Anthology of Japanese Literature/The Umbrella Oracle

From Wikisource
Jump to navigation Jump to search
Anthology of Japanese Literature
edited by Donald Keene
The Umbrella Oracle
4531169Anthology of Japanese Literature — The Umbrella OracleDonald Keene

The Umbrella Oracle

[Saikaku Shokoku-banashi, I, iv] by Ihara Saikaku

Saikaku wrote his famous “Tales from the Provinces,” the collection from which this story is taken, in 1685. From his early youth he had been fond of travel and now, at the age of forty-three, he attempted to record the most interesting of the stories, tales, legends, and incidents that he had heard or witnessed in his travels throughout Japan.

Commendable indeed is the spirit of philanthropy in this world of ours!

To the famous “Hanging Temple of Kwannon” in the Province of Kii, someone had once presented twenty oil-paper umbrellas which, repaired every year, were hung beside the temple for the use of any and all who might be caught in the rain or snow. They were always conscientiously returned when the weather improved—not a single one had ever been lost.

One day in the spring of 1649, however, a certain villager borrowed one of the umbrellas and, while he was returning home, had it blown out of his hands by a violent “divine wind” that blew up suddenly from the direction of the shrine on Tamazu Isle. The umbrella was blown completely out of sight, and though the villager bemoaned its loss there was not a thing he could do.

Borne aloft by the wind, the umbrella landed finally in the little hamlet of Anazato, far in the mountains of the island of Kyushu. The people of this village had from ancient times been completely cut off from the world and—uncultured folk that they were—had never even seen an umbrella! All of the learned men and elders of the village gathered around to discuss the curious object before them—reaching agreement, however, only upon the fact that none of them had ever before seen anything like it.
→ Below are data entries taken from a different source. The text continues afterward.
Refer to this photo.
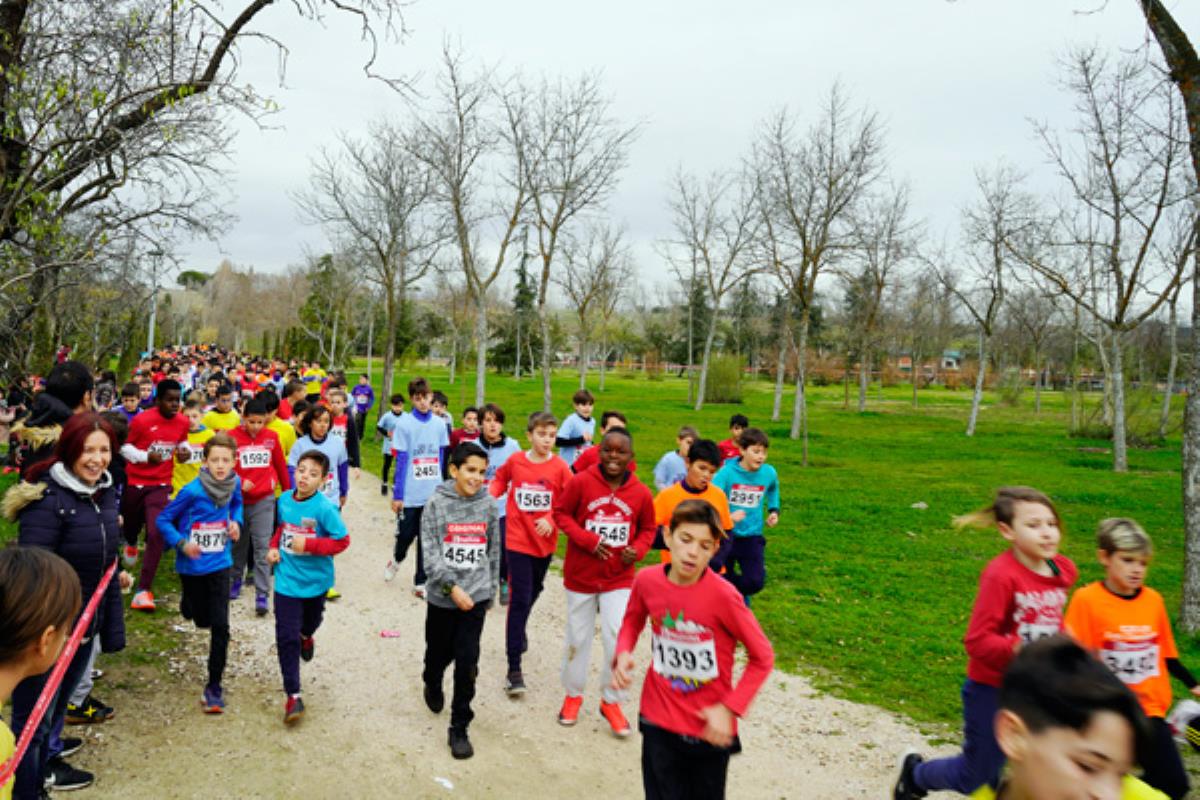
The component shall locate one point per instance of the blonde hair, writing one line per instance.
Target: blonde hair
(1121, 534)
(1003, 507)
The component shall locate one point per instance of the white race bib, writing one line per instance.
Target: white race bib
(533, 498)
(210, 536)
(685, 655)
(465, 545)
(612, 530)
(747, 495)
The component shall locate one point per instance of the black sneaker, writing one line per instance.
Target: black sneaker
(61, 776)
(460, 745)
(906, 788)
(435, 699)
(70, 746)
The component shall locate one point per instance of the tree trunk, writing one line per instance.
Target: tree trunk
(977, 397)
(1120, 458)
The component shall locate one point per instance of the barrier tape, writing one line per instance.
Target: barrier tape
(52, 686)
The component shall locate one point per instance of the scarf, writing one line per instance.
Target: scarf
(219, 491)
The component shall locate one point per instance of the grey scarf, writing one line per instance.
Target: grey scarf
(219, 491)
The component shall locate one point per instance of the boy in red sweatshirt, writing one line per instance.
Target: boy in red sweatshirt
(609, 518)
(261, 465)
(689, 708)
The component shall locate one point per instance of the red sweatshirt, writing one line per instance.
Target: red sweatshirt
(695, 630)
(1014, 605)
(150, 431)
(261, 461)
(591, 512)
(534, 488)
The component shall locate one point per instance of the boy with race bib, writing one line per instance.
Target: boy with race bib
(310, 534)
(1125, 624)
(533, 480)
(609, 518)
(461, 543)
(201, 524)
(690, 705)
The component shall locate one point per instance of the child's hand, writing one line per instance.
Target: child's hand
(718, 725)
(461, 599)
(623, 671)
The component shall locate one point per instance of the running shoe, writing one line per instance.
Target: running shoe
(570, 711)
(213, 699)
(293, 710)
(143, 601)
(514, 684)
(616, 717)
(906, 787)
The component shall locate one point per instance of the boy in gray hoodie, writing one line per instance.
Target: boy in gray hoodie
(461, 546)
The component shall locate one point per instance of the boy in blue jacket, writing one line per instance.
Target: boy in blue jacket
(201, 525)
(751, 486)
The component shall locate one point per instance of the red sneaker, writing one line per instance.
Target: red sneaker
(570, 711)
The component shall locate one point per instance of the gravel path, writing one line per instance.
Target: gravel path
(369, 734)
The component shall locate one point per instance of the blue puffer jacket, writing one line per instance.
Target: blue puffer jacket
(59, 515)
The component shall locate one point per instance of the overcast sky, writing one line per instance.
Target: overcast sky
(955, 83)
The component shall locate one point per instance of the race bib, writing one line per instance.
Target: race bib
(253, 457)
(210, 536)
(1132, 661)
(426, 469)
(612, 530)
(465, 546)
(533, 498)
(291, 531)
(685, 655)
(745, 495)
Finally one local wise man stepped forth and proclaimed, “Upon counting the radiating bamboo ribs, there are exactly forty. The paper too is round and luminous, and not of the ordinary kind. Though I hesitate to utter that August Name, this is without a doubt the God of the Sun,[1] whose name we have so often heard, and is assuredly his divine attribute from the Inner Sanctuary of the Great Shrine of Ise, which has deigned to fly to us here!”

All present were filled with awe. Hurriedly the salt water of purification was scattered about the ground and the divinity installed upon a clean reed mat; and the whole population of the village went up into the mountains and, gathering wood and rushes, built a shrine that the deity’s spirit might be transferred hence from Ise. When they had paid reverence to it, the divine spirit did indeed enter the umbrella.

At the time of the summer rains the site upon which the shrine was situated became greatly agitated, and the commotion did not cease. When the umbrella was consulted, the following oracle was delivered: “All this summer the sacred hearth has been simply filthy, with cockroaches boiled in the holy vessels and the contamination reaching even to my Inner Shrine! Henceforth, in this entire province, let there not be a single cockroach left alive! I also have one other request. I desire you to select a beautiful young maiden as a consolation offering for me. If this is not done within seven days, without fail, I will cause the rain to fall in great torrents; I will rain you all to death, so that the seed of man remains no more upon the earth!”

Thus spake the oracle.

The villagers were frightened out of their wits. They held a meeting, and summoned all the maidens of the village to decide which one should serve the deity. But the young maidens, weeping and wailing, strongly protested the umbrella-god’s cruel demand. When asked the reason for their excess of grief, they cried, “How could we survive even one night with such a god?”—for they had come to attach a peculiar significance to the odd shape which the deity had assumed.

At this juncture a young and beautiful widow from the village stepped forward, saying, “Since it is for the god, I will offer myself in place of the young maidens.”

All night long the beautiful widow waited in the shrine, but she did not get a bit of affection. Enraged, she charged into the inner sanctum, grasped the divine umbrella firmly in her hands and screaming, “Worthless deceiver!” she tore it apart, and threw the pieces as far as she could!

Translated by Richard Lane

  1. The deity of the sun was normally a goddess, but about this time popular belief had him a god.